Cano quería hablarte del líster, sin siquiera preguntarte por tu espalda. Que te dolía más de lo que a tu carro el líster. Esa pieza que ibas a comprar, por supuesto, pero que antes ibas a tratar de ubicar entre otras: filtro de la izquierda, para aceite; tanque compresor en la derecha; transmisión: más grande, ocupándolo casi todo, tapando a la extraña pieza por la que quién sabe cuánto ibas a tener que pagar.
¿Por qué no se lo dijiste frontalmente: “Cano, dime, qué se supone que es el líster”? ¿“Cuánto cuesta”? ¿“Por qué nadie me lo había presentado previamente”?
La posibilidad de este último discurrir te relajaba algún tanto. Y tú preferías perseguir ese relajo. Que aún no llegaba, pero ahí estaba: a la orilla de tus ojos y su fulgor. Que Cano a lo mejor ignoraba. Como ignoraba por completo, tu gira y su hermoso trayecto. ¡Ah, Guavate! ¡Enorme campo de curvados contoneos y verdosa luz tropical!
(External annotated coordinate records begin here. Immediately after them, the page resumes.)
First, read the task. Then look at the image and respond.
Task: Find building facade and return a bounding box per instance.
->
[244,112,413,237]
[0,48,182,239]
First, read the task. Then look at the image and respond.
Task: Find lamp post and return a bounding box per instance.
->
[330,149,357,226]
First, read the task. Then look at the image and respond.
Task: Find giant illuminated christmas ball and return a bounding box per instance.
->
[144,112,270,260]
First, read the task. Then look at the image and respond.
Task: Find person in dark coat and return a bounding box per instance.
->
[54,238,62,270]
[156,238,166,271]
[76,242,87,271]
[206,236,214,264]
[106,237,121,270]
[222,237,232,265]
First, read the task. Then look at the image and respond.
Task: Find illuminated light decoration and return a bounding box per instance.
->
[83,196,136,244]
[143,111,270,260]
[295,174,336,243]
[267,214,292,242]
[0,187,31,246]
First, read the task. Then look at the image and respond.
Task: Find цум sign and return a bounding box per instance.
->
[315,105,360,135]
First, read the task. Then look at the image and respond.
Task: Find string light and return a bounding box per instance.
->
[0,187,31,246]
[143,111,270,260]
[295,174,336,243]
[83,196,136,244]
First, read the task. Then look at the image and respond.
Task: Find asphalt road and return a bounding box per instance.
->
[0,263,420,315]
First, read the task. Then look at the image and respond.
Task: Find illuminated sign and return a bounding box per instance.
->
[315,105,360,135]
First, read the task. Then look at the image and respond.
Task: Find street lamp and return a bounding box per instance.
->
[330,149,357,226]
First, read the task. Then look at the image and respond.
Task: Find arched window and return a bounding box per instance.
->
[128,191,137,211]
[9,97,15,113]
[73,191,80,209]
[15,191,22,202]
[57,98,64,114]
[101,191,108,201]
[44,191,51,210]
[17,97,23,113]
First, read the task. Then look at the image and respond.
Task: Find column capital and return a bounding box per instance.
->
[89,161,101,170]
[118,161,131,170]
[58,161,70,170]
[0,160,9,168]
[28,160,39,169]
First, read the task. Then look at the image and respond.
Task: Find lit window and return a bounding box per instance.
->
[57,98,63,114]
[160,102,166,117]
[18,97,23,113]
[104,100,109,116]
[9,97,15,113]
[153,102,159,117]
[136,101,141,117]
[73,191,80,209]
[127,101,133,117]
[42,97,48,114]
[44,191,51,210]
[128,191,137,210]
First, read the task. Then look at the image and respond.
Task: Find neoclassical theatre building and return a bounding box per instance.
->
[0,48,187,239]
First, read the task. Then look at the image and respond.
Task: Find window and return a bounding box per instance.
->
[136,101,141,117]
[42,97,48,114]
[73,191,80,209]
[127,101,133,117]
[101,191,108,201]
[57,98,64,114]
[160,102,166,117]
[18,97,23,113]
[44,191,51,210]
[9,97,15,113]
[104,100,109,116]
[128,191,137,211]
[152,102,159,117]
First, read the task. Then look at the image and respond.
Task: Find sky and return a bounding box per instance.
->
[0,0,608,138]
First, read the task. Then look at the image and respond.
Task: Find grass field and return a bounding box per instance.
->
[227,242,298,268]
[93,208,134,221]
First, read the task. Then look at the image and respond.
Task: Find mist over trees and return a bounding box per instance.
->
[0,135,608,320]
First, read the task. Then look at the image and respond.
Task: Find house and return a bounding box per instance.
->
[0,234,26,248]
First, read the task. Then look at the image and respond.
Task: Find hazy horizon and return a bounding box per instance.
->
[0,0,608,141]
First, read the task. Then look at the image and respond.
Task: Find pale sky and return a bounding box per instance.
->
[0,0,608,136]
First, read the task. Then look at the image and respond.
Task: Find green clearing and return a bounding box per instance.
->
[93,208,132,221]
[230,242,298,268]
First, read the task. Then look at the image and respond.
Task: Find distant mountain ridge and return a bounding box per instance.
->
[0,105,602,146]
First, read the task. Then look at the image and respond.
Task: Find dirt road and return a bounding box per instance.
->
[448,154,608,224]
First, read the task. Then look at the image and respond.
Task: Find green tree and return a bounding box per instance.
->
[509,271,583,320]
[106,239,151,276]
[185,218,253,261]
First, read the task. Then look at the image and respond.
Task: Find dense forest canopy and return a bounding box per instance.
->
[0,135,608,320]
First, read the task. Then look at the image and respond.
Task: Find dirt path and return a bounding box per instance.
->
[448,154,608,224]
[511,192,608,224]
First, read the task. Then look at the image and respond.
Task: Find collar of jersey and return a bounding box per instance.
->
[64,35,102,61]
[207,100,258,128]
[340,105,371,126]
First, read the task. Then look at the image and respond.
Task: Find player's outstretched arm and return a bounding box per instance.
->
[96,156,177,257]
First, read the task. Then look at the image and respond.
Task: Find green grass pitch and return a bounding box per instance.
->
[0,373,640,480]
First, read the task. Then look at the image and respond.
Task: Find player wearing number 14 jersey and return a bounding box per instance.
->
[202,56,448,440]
“Si te consigues la pieza, con la mano de obra, todo te va a salir en trescientos. Trescientos cincuenta, trescientos sesenta, si te consigues la original.” Vaya prognosis. Ojalá los dioses te hubiesen prevenido del choque con la precisión exacta que ejercitaba. En vez de mecánico, debiste haber optado por la astrología.
“¿Y estará listo más o menos para cuándo?” (Querías esperar otro augurio. Otro contundente aviso de su saber.) “Consíguete la pieza y hablamos”, respondió. Como si tuvieras de que hablar.
¡Ay, Cano! “Te reto a que hagamos en mediodía, doscientos cincuenta mil dólares.” Se lo hubieras propuesto. Tú hubieras perdido, pero limpio. Sin tener que habitar un palafito pringado, a la orilla de un oscuro mar lleno de grasa. ¿Qué esperaba? ¿Qué te sumergieras con él bajo tu chasis? Lúbrico. ¿Acaso pegaba con semen las fotos de chicas desnudas que colgaba, como trofeos, en la pared? Úrsido ¿No le daba vergüenza ese cuerpo de futbolista americano echado a menos? Tuerquero. Sacatuercas. Mofletero. 
De repente, Teresita te llamó a tu celular.
—“¿Dónde estás?”  
—“En el taller de mi hermano”, dijiste. ¿Qué otra cosa podías responder?